This is a sketch of a design for the secure channel that we want to have between the Cryptech HSM and the client libraries which talk to it. Work in progress, and not implemented yet because a few of the pieces are still missing.
Design goals and constraints
Basic design goals:
End-to-end between client library and HSM.
Not require yet another presentation layer if we can avoid it (so, reuse XDR if possible, unless we have some strong desire to switch to something else).
Provide end-to-end message integrity between client library and HSM.
Provide end-to-end message confidentiality between client library and HSM. We only need this for a few operations, but between PINs and private keys it would be simpler just to provide it all the time than to be selective.
Provide some form of mutual authentication between client library and HSM. This is tricky, since it requires either configuration (of the other party's authenticator) or leap-of-faith. Leap-of-faith is probably good enough for most of what we really care about (insuring that we're talking to the same dog now as we were earlier).
Not 100% certain we need this at all, but if we're going to leave ourselves wide open to monkey-in-the-middle attacks, there's not much point in having a secure channel at all.
Use boring simple crypto that we already have (or almost have) and which runs fast.
Continue to support multiplexer.

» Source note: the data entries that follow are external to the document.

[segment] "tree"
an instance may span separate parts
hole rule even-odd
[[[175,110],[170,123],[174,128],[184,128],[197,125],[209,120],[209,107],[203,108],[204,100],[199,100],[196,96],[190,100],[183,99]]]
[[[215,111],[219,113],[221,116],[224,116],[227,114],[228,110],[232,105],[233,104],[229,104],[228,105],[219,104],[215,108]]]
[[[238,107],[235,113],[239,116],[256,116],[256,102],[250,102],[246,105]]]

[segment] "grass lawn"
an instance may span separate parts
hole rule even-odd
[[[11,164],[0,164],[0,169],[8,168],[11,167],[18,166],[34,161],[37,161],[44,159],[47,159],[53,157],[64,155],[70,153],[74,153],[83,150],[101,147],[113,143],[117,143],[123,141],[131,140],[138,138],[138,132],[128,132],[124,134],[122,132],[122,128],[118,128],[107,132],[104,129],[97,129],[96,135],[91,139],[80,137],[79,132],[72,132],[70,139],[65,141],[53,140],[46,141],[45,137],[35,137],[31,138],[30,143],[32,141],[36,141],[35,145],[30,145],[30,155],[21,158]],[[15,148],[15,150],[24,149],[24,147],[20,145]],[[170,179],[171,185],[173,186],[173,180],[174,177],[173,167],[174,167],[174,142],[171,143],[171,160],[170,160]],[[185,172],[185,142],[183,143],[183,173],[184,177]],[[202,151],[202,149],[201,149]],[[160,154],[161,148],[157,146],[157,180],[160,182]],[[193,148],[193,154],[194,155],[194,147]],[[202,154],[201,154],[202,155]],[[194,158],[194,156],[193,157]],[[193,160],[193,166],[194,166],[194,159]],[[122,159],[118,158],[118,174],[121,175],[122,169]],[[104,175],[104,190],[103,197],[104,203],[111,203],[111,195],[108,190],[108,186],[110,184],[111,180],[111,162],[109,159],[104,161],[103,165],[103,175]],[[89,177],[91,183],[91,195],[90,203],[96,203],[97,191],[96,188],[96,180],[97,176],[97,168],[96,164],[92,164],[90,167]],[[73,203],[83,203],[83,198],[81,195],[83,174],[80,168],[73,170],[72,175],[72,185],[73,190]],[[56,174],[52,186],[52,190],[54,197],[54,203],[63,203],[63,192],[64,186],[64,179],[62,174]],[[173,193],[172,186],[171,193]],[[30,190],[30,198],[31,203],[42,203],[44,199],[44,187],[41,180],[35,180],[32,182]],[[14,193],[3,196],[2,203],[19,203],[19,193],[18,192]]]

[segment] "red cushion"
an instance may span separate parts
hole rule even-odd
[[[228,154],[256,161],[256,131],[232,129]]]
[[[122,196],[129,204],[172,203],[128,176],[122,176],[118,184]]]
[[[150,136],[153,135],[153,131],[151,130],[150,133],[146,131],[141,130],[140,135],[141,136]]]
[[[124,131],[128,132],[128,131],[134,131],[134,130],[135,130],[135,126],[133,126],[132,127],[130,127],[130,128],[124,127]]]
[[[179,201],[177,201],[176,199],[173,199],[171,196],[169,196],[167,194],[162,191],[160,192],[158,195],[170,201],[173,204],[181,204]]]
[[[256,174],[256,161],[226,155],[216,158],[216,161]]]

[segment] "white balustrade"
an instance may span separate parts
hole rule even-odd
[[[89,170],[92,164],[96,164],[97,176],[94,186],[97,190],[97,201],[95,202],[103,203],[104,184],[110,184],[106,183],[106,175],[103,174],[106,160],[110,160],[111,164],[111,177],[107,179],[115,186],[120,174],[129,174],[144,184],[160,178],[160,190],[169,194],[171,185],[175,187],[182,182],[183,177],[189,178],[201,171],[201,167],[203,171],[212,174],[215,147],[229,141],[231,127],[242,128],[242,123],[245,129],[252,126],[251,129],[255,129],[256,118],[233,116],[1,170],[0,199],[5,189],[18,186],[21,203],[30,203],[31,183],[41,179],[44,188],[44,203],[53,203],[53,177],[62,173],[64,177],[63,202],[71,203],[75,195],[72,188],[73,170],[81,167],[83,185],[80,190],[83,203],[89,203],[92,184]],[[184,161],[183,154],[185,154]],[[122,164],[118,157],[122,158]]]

Taken together with end-to-end message confidentiality, this may mean two layers of headers: an outer set which the multiplexer is allowed to mutate, then an inner set which is protected. Better, though, would be if the multiplexer can work just by reading the outer headers without modifying anything.
Simple enough that we can implement it easily in HSM, PKCS #11 library, and Python library.
Why not TLS?
We could, of course, Just Use TLS. Might end up doing that, if it turns out to be easier, but TLS is a complicated beast, with far more options than we need, and doesn't provide all of what we want, so a fair amount of the effort would be, not wasted exactly, but a giant step sideways. Absent sane alternatives, I'd just suck it up and do this, with a greatly restricted ciphersuite, but I think we have a better option.
Basic design lifted from "Cryptography Engineering: Design Principles and Practical Applications" (ISBN 978-0-470-47424-2, http://www.wiley.com/WileyCDA/WileyTitle/productCd-0470474246.html), tweaked in places to fit tools we have readily available.
As in the book, there are two layers here: the basic secure channel, moving encrypted-and-authenticated frames back and forth, and a higher level which handles setup, key agreement, and endpoint authentication.
Chapter 7 outlines a simple lower layer using AES-CTR and HMAC-SHA-256. I don't see any particular reason to change any of this, AES-CTR is easy enough. I suppose it might be worth looking into AES-CCM and AES-GCM, but they're somewhat more complicated; section 7.5 ("Alternatives") discusses these briefly, we also know some of the authors.
For key agreement we probably want to use ECDH. We don't quite have that yet, but in theory it's relatively minor work to generalize our existing ECDSA code to cover that too, and, again in theory, it should be possible to generalize our existing ECDSA fast base point multiplier Verilog cores into fast point multiplier cores (sic: limitation of the current cores is that they only compute scalar times the base point, not scalar times an arbitrary point, which is fine for ECDSA but doesn't work for ECDH).
For signature (mutual authentication) we probably want to use ECDSA, again because we have it and it's fast. The more interesting question is the configuration vs leap-of-faith discussion, figuring out under which circumstances we really care about the peer's identity, and figuring out how to store state.
Chapter 14 (key negotiation) of the same book covers the rest of the protocol, substituting ECDH and ECDSA for DH and RSA, respectively. As noted in the text, we could use a shared secret key and a MAC function instead of public key based authentication.
Alternatively, the Station-to-Station protocol described in 4.6.1 of "Guide to Elliptic Curve Cryptography" (ISBN 978-0-387-95273-4, https://link.springer.com/book/10.1007/b97644) appears to do what we want, straight out of the box.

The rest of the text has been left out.